The SPI bus section is purely interrupt driven as the microcontroller is acting as a slave. I'm therefore able to use the clock and data lines of the master (which is a totally black-box device) to shift data over the MISO line. The section works as expected.
To capture the switches I'm using the MCP23017's interrupt interface (mirrored) to provide an interrupt to the microcontroller. I've tried using the resulting event to read the ports of the MCP23017, however this appears to stall the device. I've therefore had to use the interrupt event to set a flag that is then used by the main loop to read the ports (after checking which port caused the interrupt).
This post should give you some idea of the code I'm using.
I've then attached the rotary encoder's two output pins to two pins on the MCP23017 and I'm attempting to us the interrupt to find out which pin changes state first to determine the direction the encoder is turning. The problem is that the data captured at the time of the interrupt often has the same state for both pins. This is where I am at a loss, I assume there is some small delay between the MCP23017's interrupt and when it captures the data. By turning the encoder it appears that both pins are at the same state by the time it tries to capture this data. If I turn the encoder really really slowly it appears to work but this is not practical and I get a lot of noise from bounces.
I assume there is a better approach to interacting with these components and I'm quite happy to look into different IO expander options if the MCP23017 can't cut it.
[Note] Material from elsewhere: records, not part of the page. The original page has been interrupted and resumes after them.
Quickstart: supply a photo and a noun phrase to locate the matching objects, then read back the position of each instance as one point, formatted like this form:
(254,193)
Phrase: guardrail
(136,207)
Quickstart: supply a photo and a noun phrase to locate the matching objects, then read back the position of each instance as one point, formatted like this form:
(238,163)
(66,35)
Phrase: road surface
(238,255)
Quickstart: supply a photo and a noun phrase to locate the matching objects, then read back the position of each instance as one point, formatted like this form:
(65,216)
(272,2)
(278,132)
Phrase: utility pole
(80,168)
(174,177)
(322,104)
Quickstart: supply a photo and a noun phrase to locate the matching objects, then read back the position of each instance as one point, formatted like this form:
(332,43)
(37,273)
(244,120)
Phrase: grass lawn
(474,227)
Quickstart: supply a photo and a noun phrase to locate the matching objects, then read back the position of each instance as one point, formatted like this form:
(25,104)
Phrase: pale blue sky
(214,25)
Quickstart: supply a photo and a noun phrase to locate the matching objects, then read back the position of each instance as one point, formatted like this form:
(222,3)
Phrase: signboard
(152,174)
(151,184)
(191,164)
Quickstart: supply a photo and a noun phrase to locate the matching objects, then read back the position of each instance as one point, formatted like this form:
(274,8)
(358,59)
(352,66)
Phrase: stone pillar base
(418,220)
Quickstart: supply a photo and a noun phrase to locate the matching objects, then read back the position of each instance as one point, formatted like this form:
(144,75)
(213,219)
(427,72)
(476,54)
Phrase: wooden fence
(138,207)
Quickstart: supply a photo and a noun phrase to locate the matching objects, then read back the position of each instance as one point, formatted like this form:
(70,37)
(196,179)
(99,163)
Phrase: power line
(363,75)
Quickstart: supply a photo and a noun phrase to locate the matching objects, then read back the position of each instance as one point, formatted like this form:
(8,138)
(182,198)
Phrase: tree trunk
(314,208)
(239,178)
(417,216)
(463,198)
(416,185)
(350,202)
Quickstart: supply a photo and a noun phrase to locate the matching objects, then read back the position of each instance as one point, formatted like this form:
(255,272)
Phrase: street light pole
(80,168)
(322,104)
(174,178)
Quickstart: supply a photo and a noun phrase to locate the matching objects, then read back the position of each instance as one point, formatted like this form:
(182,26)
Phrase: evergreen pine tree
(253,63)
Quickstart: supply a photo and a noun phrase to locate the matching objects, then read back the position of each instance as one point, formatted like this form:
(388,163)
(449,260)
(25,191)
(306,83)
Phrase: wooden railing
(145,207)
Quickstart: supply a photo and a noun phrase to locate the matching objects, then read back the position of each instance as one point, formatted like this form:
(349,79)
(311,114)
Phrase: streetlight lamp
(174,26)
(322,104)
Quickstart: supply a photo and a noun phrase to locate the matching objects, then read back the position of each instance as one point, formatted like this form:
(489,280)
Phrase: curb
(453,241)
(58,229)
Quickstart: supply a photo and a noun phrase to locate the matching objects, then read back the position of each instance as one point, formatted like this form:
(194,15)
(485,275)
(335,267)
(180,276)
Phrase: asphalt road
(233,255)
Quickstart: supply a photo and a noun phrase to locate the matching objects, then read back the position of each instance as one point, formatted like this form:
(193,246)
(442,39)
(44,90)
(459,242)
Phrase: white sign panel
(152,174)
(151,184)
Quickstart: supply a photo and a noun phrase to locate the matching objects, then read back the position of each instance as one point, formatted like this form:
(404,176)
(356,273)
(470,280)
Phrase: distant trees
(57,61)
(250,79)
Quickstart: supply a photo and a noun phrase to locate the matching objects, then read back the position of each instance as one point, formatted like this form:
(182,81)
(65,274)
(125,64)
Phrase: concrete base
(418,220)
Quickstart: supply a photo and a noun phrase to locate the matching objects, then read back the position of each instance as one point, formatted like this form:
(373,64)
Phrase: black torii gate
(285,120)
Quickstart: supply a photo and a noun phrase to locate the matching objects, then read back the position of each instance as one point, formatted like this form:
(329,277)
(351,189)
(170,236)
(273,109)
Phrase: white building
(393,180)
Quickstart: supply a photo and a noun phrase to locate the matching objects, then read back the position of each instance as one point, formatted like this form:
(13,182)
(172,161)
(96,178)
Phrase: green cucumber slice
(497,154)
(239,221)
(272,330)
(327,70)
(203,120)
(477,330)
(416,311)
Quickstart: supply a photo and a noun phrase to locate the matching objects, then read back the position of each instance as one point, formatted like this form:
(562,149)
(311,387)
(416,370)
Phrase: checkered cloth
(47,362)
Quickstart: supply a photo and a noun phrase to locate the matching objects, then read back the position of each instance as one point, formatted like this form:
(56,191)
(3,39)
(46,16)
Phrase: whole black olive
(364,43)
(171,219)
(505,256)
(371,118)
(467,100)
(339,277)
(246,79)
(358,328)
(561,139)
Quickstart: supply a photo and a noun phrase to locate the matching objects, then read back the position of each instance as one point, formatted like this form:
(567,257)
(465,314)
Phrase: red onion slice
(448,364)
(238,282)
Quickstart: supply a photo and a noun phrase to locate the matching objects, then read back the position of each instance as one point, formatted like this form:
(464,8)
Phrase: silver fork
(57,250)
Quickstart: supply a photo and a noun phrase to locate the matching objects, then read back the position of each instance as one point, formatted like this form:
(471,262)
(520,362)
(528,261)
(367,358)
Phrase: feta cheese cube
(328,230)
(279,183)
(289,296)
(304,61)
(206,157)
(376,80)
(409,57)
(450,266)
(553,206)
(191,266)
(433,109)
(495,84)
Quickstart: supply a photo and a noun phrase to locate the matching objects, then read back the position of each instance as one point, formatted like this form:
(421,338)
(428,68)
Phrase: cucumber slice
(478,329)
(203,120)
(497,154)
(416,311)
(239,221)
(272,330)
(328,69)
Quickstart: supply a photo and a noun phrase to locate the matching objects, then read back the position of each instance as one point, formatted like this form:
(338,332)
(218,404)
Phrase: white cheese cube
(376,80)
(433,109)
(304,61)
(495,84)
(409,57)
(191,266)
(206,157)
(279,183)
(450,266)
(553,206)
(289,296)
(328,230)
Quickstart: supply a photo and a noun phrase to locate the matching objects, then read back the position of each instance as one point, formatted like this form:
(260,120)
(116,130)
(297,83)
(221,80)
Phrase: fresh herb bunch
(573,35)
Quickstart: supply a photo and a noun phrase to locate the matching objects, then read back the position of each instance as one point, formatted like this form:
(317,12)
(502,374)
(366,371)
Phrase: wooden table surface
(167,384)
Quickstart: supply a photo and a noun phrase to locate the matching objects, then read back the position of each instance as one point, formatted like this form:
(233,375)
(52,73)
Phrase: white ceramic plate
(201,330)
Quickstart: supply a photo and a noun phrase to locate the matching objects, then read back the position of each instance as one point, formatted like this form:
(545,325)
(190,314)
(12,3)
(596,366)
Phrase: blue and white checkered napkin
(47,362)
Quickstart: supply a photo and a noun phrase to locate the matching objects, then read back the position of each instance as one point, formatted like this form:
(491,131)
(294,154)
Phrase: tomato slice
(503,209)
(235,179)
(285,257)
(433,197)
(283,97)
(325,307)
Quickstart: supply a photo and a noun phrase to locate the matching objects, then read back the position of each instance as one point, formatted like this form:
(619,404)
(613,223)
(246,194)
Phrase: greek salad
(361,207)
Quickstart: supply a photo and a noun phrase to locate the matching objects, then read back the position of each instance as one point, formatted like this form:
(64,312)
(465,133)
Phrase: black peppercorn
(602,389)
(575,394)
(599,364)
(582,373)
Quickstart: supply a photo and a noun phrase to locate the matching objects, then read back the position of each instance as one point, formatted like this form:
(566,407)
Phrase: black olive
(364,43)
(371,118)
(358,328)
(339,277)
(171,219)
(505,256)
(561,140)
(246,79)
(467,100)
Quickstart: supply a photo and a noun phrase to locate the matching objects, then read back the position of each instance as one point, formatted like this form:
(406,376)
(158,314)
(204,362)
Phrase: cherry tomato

Rotary encoders are surprisingly difficult devices to work with (at least the cheap ones that I've dealt with thus far). The principal is simple, but the reality is far from pretty.
I've used a couple of discrete quadrature decoders in projects to deal with these; take a look at the avago HCTL-2032-SC (Motion Control Encoders) and the Maxim MAX7360 (http://pdfserv.maxim-ic.com/en/ds/MAX7360.pdf). Both of these provide lots of integration options without having to compensate for jitter, bounce, etc.
The 7360 is an i2c device; I'm tempted to start selling a breakout board for it because it's such a handy chip. The 2032 is also very nice, though a bit pricey; it's available as a through-hole part.
Thanks for the tip. I've certainly discovered that it's not a simple as it first appeared.
Do you have any information/examples on how I would work with the MAX7360. I'll obviously have a dig through the forums but thought you might have something at hand that would be helpful.
The biggest issue with the 7360 is that it's an SMT only component. I ordered one mounted on a pdip breakout board by proto-advantage.com; they handle ordering the part through digi-key, mount the component, and ship it directly to you. I think it was under $20 USD when all was said and done. The Avago part may be easier to integrate with if you're just needing to handle rotary encoders.
I haven't found a lot of examples online for the chip; suggestion at Sparkfun to carry a breakout was not exactly responded to with exhuberance. Not sure exactly why, I think the chip would make for an excellent breakout board, as it handles a lot of tricky issues - matrix keypad integration, debounce, dual rotary encoder support, a bunch of GPIOs plus 8x8 LED matrix driver in a single package? What's not to like? (if you'd like to see them carry a breakout for this guy, PLEASE post a "me too" response to this post: http://forum.sparkfun.com/viewtopic.php?f=5&t=29065)
I'll try to post some code examples for both parts this weekend.